Labour calls for Lottery money to be better attuned to the different regional needs and communities.
Shadow Minister for Culture, Media and Sport Helen Goodman has said she is “extremely concerned” about the regional funding disparities across England, which she sees as a potential barrier to Labour’s desire to create better access to the arts, and to provide more opportunities for young people. She told AP: “It is essential that we make a better case for arts funding to local government, and for that to happen it is essential that more people value the arts, so that the arts become vote winners. People will only think the arts are great when they get the chance to experience them; if they don’t have access, then they won’t value the arts.”
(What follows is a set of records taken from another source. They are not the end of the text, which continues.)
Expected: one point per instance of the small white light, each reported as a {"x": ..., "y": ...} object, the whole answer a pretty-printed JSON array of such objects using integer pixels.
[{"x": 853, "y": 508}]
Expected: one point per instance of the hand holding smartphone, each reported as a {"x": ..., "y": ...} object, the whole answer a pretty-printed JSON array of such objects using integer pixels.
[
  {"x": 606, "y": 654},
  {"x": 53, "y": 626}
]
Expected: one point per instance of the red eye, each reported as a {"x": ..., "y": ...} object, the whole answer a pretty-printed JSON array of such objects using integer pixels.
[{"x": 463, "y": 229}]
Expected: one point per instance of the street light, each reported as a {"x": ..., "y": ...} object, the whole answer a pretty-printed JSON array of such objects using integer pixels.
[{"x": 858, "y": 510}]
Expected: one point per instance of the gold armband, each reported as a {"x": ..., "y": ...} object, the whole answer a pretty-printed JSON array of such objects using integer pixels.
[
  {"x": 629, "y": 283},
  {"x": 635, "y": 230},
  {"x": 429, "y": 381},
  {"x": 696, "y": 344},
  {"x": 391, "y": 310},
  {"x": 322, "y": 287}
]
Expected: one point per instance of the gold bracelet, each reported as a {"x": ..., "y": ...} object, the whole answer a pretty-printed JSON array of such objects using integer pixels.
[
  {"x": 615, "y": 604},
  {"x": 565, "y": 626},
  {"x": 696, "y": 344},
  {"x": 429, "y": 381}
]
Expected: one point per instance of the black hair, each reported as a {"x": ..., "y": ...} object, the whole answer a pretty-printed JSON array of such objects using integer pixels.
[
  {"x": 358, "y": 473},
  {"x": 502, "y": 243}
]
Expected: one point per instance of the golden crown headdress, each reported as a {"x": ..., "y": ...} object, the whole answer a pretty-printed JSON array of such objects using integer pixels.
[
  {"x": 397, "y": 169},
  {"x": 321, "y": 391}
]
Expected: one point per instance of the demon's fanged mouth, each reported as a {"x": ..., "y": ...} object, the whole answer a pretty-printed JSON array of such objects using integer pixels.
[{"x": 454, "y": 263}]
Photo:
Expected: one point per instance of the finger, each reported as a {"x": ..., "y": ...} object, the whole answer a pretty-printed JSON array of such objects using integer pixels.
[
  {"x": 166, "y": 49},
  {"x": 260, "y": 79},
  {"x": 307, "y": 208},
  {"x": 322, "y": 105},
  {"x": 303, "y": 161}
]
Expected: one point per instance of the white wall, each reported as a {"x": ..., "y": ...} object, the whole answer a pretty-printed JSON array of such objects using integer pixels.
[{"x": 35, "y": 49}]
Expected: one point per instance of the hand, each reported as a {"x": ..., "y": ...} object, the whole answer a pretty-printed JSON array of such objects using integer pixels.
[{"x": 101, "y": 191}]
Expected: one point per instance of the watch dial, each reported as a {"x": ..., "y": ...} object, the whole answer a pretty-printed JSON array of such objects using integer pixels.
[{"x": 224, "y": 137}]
In an interview with ArtsProfessional, Goodman cited the recent Lumière festival in Durham, which coincided with a consultation on council spending priorities in the city, which is facing almost 40% budget cuts from central Government: “The survey asked what people would cut, and as it happened the question was asked at a time when the local people were buzzing with the excitement of the festival, so arts and libraries were not identified as prime targets.” She has serious concerns over the impact of match-funding policies at a time when local authority funding is being squeezed: “I am extremely worried about what will happen in April when the full implications of Eric Pickles’ local government settlement come through. It is too tough, and it is unfair; and the impact on communities will be magnified if other funders of culture make local authority support a condition of their funding.” She went on to say: “There are routes forward for the arts in austerity, and partnerships could be one of them. The new relationship between Derby Theatre and the University of Derby is one that could be an interesting model.”
Commenting on the recent RoCC report, which has highlighted the disparity in funding between London and the English regions, Goodman said: “The London institutions tell me that the report is not accurate, and they talk about it ignoring their touring and live-streaming work which has an impact across the country; they should quantify the cost of this out of London work to get a clearer picture. This is not about whether their back offices are located outside of London – it’s the experiences of audiences across the country that matter.”
As to whether the solution to the regional imbalance might be a per capita rebalancing of Lottery funding, she is circumspect: “The fact that 40% of Lottery funding goes to London and 60% goes to the rest of the country needs to be re-considered. By my estimates, only around 10% of Lottery income comes from London so there is clearly a mis-match. But per capita funding allocations could be a bit crude. It might be that we would want to see different things achieved at different times in different places. What we do need is for Lottery money to be attuned to the different regional needs and communities, and I can’t see how that can be achieved effectively if it is allocated centrally.”
Whilst unwilling to endorse the suggestion by the Touring Partnership that local authorities should be involved in the decision-making on Lottery funding, she was quick to praise the funding distribution structures used by the Heritage Lottery Fund (HLF): “In the North East, 100,000 people turn up for the Durham Miners Gala, and more than 80 brass bands are involved. The silk parade banners representing each of the villages are a fundamental part of the event, and as many of these are now very old and worn out, the HLF paid for some to be replaced. They understood that the event is all about community cohesion. That depth of understanding is because the money is distributed through regional committees – it wouldn’t have happened if the decision-making had been based in London.”